しかし,今なら言える。64ビット版Windows 7を使う最大のメリットは,アプリケーションの起動が高速化し,小気味よくパソコンを使えることだ。一度慣れたらやめられないほどの快適さがある。
Excelが1秒かからずに起動
例えば,記者が会社でメイン機として使っているパソコン(Athlon 64 X2 4600+,メモリー8Gバイト,ディスク500Gバイト,Windows 7 x64)では,マイクロソフトの表計算ソフト「Excel 2007」が1秒かからずに起動する。開発ツール「Visual C++ 2008 Express Edition」の起動は,1度目は1秒かかったが,2度目と3度目は1秒かからなかった。
Windows開発者向け情報が詰まった「MSDNライブラリ」のビューアーは,1度目が2秒,2度目と3度目が1秒だった。Windows技術者向けの「Technetライブラリ」も同様だ。

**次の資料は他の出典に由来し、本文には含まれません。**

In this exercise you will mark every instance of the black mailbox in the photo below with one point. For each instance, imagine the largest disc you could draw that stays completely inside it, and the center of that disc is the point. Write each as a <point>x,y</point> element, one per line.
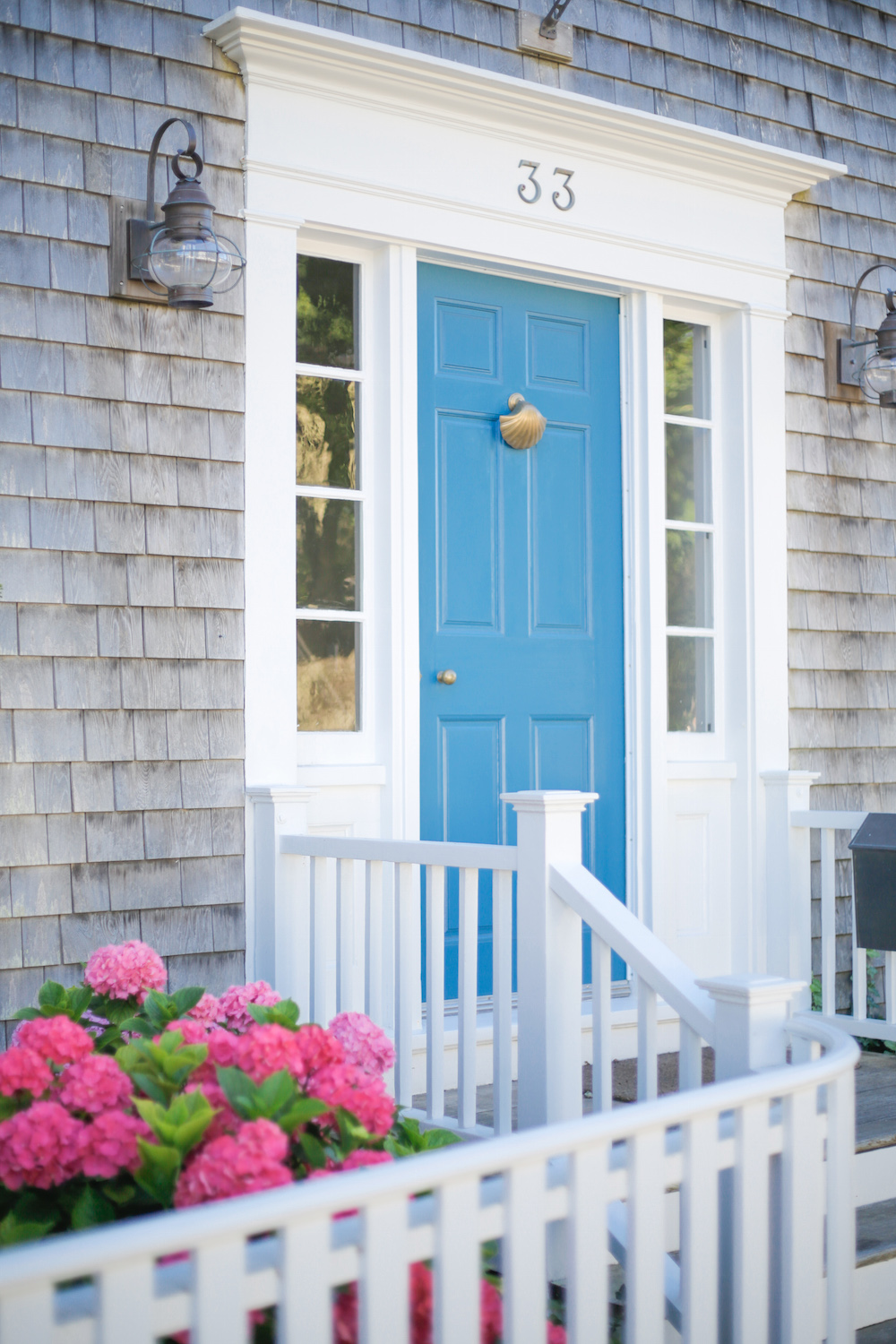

オープンソースの統合開発環境として有名な「Eclipse」は1度目が8.013秒(図1),2度目が6.914秒,3度目が6.898秒だった。エンバカデロ・テクノロジーズの開発ツール「Delphi 2010 Architect」は,1度目が11秒,2度目と3度目が7秒だった。CPUがデュアル・コアでさほど速いものではないにもかかわらず,アプリケーションの起動時間は驚くほど短い。